I’m sure if it was my baby, I might feel differently (I sure hope so!), but it’s not my baby.
Ironically, i think the fear/anxiety thing is WHY people push the issue. If you really would like to hold the baby but are declining due to nerves, or because you are unsure of how to do it, well, that calls for reassurance and instruction. However, offering reassurance and instruction without actually adding pressure to the request is really advanced social interaction, and most people aren’t that skilled–so the message is garbled.
I don’t have any strong feelings about other people’s babies. I’m one of those people whose maternal instincts only kicked in with my own kids; they’re not generalised. I’ll happily hold other babies, but I don’t have any deep craving to (which means I’ve sometimes forgotten to offer someone a baby cuddle when it would have been appropriate, because it didn’t occur to me that they might really want one). I don’t get the big deal either way. Hold the baby or don’t.

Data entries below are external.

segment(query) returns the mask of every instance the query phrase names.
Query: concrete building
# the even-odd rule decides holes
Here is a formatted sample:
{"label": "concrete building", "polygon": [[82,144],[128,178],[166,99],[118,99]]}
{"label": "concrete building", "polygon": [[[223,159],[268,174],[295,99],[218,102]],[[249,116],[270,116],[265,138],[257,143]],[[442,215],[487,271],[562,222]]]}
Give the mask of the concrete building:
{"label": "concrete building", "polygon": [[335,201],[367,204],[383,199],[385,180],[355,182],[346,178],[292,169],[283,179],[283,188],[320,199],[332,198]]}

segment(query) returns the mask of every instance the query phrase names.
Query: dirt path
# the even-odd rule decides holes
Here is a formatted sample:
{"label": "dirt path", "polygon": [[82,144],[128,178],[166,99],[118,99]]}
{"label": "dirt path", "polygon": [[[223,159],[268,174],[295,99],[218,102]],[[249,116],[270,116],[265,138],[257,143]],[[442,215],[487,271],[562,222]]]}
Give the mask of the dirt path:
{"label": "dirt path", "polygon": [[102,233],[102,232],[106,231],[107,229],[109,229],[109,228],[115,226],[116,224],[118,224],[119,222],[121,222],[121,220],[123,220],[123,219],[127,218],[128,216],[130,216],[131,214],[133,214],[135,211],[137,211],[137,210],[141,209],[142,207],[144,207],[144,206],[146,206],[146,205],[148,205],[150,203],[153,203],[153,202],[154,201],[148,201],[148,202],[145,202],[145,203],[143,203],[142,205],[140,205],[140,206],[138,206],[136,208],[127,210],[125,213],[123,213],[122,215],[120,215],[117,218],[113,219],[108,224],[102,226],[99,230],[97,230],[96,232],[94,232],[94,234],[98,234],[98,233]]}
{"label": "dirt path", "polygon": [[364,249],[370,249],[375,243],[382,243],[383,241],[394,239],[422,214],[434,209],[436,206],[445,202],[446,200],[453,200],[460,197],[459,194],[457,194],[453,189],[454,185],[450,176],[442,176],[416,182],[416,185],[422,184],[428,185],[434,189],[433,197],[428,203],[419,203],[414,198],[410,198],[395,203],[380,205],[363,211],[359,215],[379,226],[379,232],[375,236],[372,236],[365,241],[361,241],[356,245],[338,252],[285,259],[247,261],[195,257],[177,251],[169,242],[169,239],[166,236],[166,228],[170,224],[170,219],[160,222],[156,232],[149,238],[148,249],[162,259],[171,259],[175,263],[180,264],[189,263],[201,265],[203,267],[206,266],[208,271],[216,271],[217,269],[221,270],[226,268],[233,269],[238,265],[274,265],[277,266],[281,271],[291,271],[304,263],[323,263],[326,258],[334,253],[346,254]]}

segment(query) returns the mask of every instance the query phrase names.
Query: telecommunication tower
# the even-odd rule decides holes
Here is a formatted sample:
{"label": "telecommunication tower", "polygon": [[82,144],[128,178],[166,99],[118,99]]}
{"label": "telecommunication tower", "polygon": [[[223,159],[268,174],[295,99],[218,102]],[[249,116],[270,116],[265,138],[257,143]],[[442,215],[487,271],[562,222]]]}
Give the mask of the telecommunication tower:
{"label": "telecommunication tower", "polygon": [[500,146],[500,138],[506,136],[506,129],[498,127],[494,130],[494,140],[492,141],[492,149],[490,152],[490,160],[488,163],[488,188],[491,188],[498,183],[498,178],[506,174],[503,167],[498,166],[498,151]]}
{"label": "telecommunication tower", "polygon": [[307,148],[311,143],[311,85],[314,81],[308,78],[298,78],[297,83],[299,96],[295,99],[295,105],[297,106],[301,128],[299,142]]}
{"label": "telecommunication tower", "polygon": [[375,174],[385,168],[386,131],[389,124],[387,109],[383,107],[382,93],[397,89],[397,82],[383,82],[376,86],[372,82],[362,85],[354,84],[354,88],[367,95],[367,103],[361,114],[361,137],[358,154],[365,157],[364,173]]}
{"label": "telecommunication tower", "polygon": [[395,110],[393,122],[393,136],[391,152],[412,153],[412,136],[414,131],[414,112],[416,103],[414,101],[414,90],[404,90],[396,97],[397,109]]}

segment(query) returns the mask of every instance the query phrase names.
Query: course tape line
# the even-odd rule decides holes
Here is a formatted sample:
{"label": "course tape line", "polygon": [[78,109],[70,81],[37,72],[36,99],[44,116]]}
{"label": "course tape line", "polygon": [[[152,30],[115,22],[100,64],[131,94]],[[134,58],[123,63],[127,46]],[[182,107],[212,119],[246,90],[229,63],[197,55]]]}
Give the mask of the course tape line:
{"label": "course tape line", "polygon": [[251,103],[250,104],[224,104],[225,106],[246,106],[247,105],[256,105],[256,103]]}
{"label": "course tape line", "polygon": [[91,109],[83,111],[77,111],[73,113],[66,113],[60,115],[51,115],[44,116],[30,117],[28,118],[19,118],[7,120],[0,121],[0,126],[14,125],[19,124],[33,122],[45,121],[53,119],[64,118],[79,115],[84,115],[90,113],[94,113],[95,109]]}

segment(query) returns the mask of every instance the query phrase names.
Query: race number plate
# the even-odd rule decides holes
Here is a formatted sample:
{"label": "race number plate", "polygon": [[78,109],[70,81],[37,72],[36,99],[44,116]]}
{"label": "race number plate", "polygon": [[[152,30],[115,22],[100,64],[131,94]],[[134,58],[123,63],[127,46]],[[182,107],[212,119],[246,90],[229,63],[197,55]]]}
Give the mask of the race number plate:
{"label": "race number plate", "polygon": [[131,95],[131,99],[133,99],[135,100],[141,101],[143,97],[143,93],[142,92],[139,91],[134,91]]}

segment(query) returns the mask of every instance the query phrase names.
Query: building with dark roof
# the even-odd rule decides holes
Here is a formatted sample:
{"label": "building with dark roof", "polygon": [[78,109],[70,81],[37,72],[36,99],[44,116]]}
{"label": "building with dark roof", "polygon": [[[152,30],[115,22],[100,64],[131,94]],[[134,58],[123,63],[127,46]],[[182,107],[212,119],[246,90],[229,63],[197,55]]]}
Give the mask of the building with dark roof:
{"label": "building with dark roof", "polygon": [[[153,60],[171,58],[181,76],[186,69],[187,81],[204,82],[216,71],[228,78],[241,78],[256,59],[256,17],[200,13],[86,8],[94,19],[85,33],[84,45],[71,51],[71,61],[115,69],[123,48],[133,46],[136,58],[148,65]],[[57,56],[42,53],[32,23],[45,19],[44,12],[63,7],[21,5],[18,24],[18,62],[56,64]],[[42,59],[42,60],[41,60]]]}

The one time I’ve strongly wanted to NOT hold a baby was when I called round to meet the neighbour’s premature twins, and they passed me the smaller one to hold. She was fast asleep and tiny. I was terrified she was going to stop breathing and I wouldn’t even notice.
So last night we were having dinner at a restaurant. There was a family in a booth with a baby who shat his diaper. No big deal, shit happens. But the odor was immediately alarming. Diners looked about, making eye contact with other diners, signaling their concerns. My eyes were watering and I wondered wether it would be appropriate to alert CYS. :eek:
Sorry !!! I likes yas too.
Couple of comments up there to respond to. We are humans. We are animals. We cuddle and hold and kiss our young. Some of us are comfortable delivering that level of intimate comfort to the young of others. That’s nice. Some of us are not comfortable with that idea, and that’s nice too. Alla those Judgey McJudgersons out there can go suck eggs. Nobody should be forced to hold an infant or excoriated for not wanting to do so.

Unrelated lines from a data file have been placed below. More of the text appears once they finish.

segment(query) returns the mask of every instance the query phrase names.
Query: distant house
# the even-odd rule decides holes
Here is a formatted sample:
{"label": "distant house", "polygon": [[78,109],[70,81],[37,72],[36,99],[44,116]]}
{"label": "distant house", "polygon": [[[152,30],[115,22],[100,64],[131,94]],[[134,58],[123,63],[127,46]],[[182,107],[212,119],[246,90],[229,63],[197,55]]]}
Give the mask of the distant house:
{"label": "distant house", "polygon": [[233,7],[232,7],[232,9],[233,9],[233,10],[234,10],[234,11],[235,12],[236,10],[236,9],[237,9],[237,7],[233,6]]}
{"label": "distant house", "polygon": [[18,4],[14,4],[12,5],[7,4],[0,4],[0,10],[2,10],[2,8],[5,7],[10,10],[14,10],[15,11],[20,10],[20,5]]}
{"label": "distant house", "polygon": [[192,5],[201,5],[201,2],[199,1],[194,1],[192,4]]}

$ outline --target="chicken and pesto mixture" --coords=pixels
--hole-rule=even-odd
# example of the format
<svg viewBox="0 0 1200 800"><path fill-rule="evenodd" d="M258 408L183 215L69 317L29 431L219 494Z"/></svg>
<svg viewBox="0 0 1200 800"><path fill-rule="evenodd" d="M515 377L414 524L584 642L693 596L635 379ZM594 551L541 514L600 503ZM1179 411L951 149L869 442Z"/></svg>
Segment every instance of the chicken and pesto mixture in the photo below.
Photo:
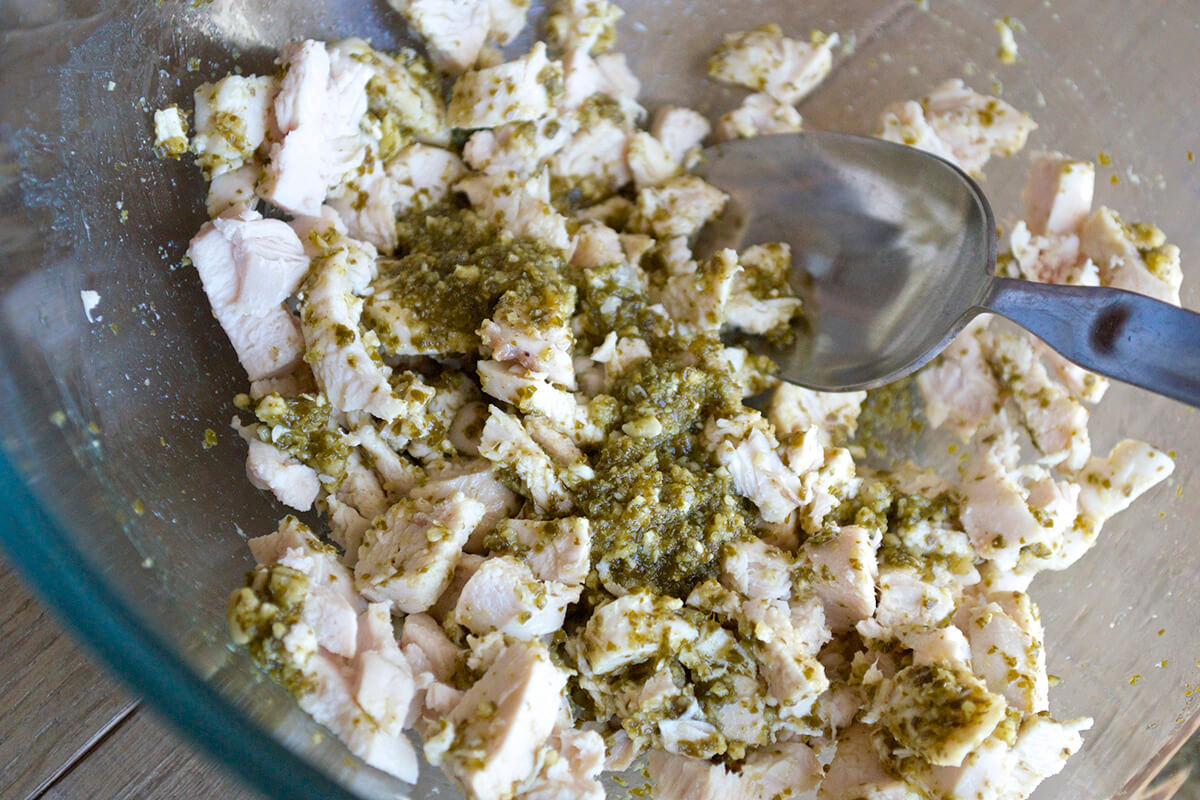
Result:
<svg viewBox="0 0 1200 800"><path fill-rule="evenodd" d="M958 469L872 469L864 393L722 342L791 335L788 247L690 247L726 201L700 149L799 131L838 36L728 32L708 71L749 94L714 121L638 103L607 0L510 60L524 0L394 5L426 54L294 42L156 114L210 181L188 258L247 476L318 524L250 541L233 639L365 763L414 781L419 748L472 800L599 800L643 756L659 800L1058 772L1091 721L1051 716L1026 591L1170 458L1093 453L1104 379L982 319L916 378ZM1034 128L959 80L881 112L974 174ZM1178 303L1178 249L1093 185L1033 154L1001 271Z"/></svg>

This has nothing to do with pedophelia and frankly it says a lot more about the people who throw that label around than it does about the people who are perfectly happy bathing a naked infant. Please. :rolleyes:
As for the mustard comment, well. I love me some Goulden’s Spicy Brown. Due to the years of Pediatric candystriping, by the time my son arrived and I was 28, I had already changed hundreds of different babies’ diapers. Meh. Poop is poop and Goulden’s is Goulden’s.
Inconsiderate of the parents not to tend that particular shitbomb right away. You mighta caught a whiff a moment before they did, but as soon as they did, it was kind of incumbent upon parents to whisk the kid away to change them.
Fortunately, Men’s rooms as well as Women’s rooms mostly come with a fold-down baby changing table. Which I always always always would wipe down really thoroughly before laying my kid down on it to change them. Talk about your fecal-oral route. :eek:
Actually, the family was changing the diaper. At the table. Another discussion altogether. I have two grown kids and many nieces/nephews, but I’ve never witnessed an infant creating such a foul load. Made me wonder if Alan Funt was a member of the family. It was the sort of thing they would close down a Bus Station’s restroom over. And this morning I’m certain all those present are marveling over the event.